Intestinal biopsies were harvested from healthy human colonic mucosa, and enteroids were established using standard protocols. Enteroids were then attempted stained with fluorescein, a carbocyanine dye (CellBrite™), an inert membrane permeable dye, 5-chloromethylfluorescein diacetate (CMFDA; CellTracker™), quantum dots (QTracker™) and PLGA nanoparticles. Only 5–25 µM of CMFDA was found suitable, and staining homogeneity, durability, cell viability and enteroid forming capacity following single cell seeding were evaluated, together with visualisation of stained enteroids in vitro over time using endoscope-based confocal laser endomicroscopy.

Results

CMFDA efficiently and homogeneously stained all enteroids

Abstract PO39 – Figure 1

CMFDA stained enteroids. The viability and enteroid growth appeared to be unaffected by CMFDA staining

Abstract PO39 – Figure 2

Viability and enteroid forming capacity. (a, b) Whereas single cell seeding revealed a significant reduction in enteroid forming capacity with increasing dye concentration (c). No transfer of dye to unstained enteroids in co-cultures was observed. The CMFDA-derived fluorescent intensity of stained cells decreased in a linear fashion, with a t1/2 of approximately 24 h, and approached the background signal intensity after approximately 7 days.

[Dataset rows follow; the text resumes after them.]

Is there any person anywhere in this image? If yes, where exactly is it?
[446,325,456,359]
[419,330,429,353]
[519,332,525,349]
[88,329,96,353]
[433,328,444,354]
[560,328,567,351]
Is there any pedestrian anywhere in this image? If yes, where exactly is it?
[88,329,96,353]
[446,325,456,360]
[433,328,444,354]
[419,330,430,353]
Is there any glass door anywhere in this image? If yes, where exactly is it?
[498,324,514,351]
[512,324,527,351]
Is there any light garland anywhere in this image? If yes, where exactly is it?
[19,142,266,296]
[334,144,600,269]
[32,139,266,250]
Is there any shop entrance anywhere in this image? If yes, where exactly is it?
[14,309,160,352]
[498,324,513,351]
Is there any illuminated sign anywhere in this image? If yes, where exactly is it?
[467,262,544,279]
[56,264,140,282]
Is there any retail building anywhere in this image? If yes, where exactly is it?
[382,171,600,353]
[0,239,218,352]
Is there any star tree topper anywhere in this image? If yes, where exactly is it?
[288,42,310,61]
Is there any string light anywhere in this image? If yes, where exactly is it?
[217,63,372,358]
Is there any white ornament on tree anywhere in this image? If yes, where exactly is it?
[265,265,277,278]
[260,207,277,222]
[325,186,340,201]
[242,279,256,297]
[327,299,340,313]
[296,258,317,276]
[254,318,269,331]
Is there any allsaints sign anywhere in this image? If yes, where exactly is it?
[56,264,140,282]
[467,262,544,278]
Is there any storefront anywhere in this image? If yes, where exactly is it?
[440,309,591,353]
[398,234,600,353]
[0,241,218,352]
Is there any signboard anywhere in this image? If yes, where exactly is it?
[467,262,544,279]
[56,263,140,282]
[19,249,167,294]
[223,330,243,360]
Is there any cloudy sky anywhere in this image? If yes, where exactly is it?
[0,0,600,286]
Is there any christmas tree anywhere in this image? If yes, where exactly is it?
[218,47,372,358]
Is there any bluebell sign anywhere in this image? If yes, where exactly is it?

Furthermore, stained enteroids were easily identified in vitro using confocal laser endomicroscopy for a duration of at least 3 days (Figure 1b) .

Conclusion

It is plausible to track human intestinal enteroids using common fluorescent dyes (eg, CMFDA) and confocal laser endomicroscopy. This type of approach might clearly be limited to short-term tracking, which, however, may be sufficient to allow for confirmation of engraftment following transplantation.